Figure 3—source data 1 Numeric data analyzing knockdown efficiency in lrpprc^mn0235Gt^/mn0235Gt. Source data analyzing relative expression of lrpprc mRNA in six dpf-larvae with RFP expression and dark liver phenotype crossed with heterozyous lrpprc^+/mn0235Gt adults. no RT: no reverse transcriptase, RT: with reverse transcriptase, DL: dark liver phenotype, Cq: quantification cycle, d: delta, KD: knockdown, N/A: not applicable.: https://cdn.elifesciences.org/articles/54572/elife-54572-fig3-data1-v2.xlsx
Download elife-54572-fig3-data1-v2.xlsx

Phenotype appearance rate in GBT lines is comparable to other mutagenic technologies for forward genetic screening

In parallel to knockdown efficacy, we wanted to know the GBT construct effectiveness at mutagenizing its integrated locus. To assess this mutagenic efficiency, we conducted an initial phenotypic screen on F2 embryos and early larvae. In 179 mRFP⁺ GBT lines, we identified 12 recessive phenotypes visible during the first five days of development that, among others, included lethal, cardiac, muscular, and integumentary defects as reported in previous studies (Supplementary file 2).

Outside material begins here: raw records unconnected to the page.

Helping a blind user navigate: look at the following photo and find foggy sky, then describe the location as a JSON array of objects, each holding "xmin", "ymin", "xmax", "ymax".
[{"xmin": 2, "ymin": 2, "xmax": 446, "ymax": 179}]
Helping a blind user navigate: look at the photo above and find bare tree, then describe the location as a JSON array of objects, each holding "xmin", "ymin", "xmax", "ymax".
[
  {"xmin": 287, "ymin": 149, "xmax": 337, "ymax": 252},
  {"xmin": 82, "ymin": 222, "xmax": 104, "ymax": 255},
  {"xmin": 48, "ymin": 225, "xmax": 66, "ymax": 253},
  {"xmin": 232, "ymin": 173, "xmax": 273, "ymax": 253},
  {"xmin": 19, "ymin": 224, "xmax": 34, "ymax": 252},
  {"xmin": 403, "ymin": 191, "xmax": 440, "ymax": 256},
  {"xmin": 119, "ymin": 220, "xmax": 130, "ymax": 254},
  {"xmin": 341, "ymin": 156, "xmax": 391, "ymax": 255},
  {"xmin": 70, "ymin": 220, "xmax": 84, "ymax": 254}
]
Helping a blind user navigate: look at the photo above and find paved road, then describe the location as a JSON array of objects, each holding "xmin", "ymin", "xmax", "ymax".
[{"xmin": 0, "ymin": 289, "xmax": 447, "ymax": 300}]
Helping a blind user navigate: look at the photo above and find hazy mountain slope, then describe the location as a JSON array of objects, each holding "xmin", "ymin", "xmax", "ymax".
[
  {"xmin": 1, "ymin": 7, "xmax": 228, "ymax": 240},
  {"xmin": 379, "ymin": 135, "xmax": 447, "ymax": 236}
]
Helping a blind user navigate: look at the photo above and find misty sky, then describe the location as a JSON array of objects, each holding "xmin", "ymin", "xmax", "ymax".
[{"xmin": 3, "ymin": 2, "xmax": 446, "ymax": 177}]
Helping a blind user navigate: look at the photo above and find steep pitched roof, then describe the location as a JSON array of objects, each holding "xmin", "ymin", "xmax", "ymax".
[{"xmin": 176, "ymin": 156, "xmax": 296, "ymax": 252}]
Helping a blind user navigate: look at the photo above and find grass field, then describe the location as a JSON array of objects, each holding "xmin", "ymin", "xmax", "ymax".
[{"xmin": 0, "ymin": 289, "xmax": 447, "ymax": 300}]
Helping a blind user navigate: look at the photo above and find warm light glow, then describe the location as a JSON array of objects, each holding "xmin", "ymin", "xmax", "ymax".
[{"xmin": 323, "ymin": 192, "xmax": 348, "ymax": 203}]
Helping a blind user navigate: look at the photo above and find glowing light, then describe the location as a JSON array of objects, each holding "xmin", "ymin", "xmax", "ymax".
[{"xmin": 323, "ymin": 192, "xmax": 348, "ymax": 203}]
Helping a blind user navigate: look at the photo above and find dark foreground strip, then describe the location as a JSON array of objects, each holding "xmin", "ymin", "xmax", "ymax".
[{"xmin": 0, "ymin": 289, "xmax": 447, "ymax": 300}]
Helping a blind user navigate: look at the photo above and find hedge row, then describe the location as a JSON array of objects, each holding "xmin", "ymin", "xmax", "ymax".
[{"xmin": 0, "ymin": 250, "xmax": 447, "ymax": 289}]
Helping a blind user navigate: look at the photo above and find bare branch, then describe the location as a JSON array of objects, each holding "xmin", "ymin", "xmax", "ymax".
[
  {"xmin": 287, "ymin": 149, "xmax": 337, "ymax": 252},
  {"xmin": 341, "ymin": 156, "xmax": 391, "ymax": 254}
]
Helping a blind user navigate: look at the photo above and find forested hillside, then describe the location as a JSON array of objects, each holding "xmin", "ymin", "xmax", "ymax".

Molecular analyses revealed that a subset of these phenotypes stem from GBT integrations in genes with established loss of function mutant phenotypes including ryr1b, tnnt2a, fras1, hmcn1, and edar (Clark et al., 2011a; Westcot et al., 2015; Hatzold J et al., unpublished). In accord with their mRNA knockdown potency, these five GBT-confirmed lines (ryr1b, tnnt2a, fras1, hmcn1, and edar) phenocopied their respective homozygous mutants generated with other strategies and thereby validated the mutagenicity of the GBT constructs. To date, 17 of our GBT-confirmed lines have been published with homozygous phenotypes ranging from embryonic lethal, to reduced adult viability, to differences in pharmacological susceptibility (Supplementary file 2). Additional GBT-confirmed lines with homozygous phenotypes will continue to be identified and characterized in future studies.

ryr1b confirmed line is a pioneer model of human disease that validates GBT ability to functionally annotate a genetic locus

We next sought to validate the ability of GBT constructs to functionally annotate genes. During the initial GBT library creation, we identified a GBT line with skeletal muscle-specific mRFP expression and a slow swimming phenotype (Clark et al., 2011a). We confirmed that this line possesses an RP2.1 integration between exon 81 and exon 82 of ryr1b and designated it ryr1b^mn0348Gt. Animals homozygous for this ryr1b^mn0348Gt allele show 97% knockdown of wild-type ryr1b mRNA levels (Clark et al., 2011a). Due to the well-characterized nature of ryr1b from the relatively relaxed mutant (Hirata et al., 2007), this line was ideal for a proof of concept experiment in this study to validate functional genome annotation with GBT constructs. ryr1b orthologs are known across species to encode calcium-activated calcium channels that release sarcoplasmic reticulum Ca²⁺ stores to facilitate excitation-contraction coupling in skeletal muscles (Hernández-Ochoa et al., 2015; Hirata et al., 2007). Therefore, we set out to test whether loss of ryr1b in ryr1b^mn0348Gt^/mn0348Gt animals dampens skeletal muscle Ca²⁺ transients and may explain their previously reported slow swimming phenotype (Clark et al., 2011a).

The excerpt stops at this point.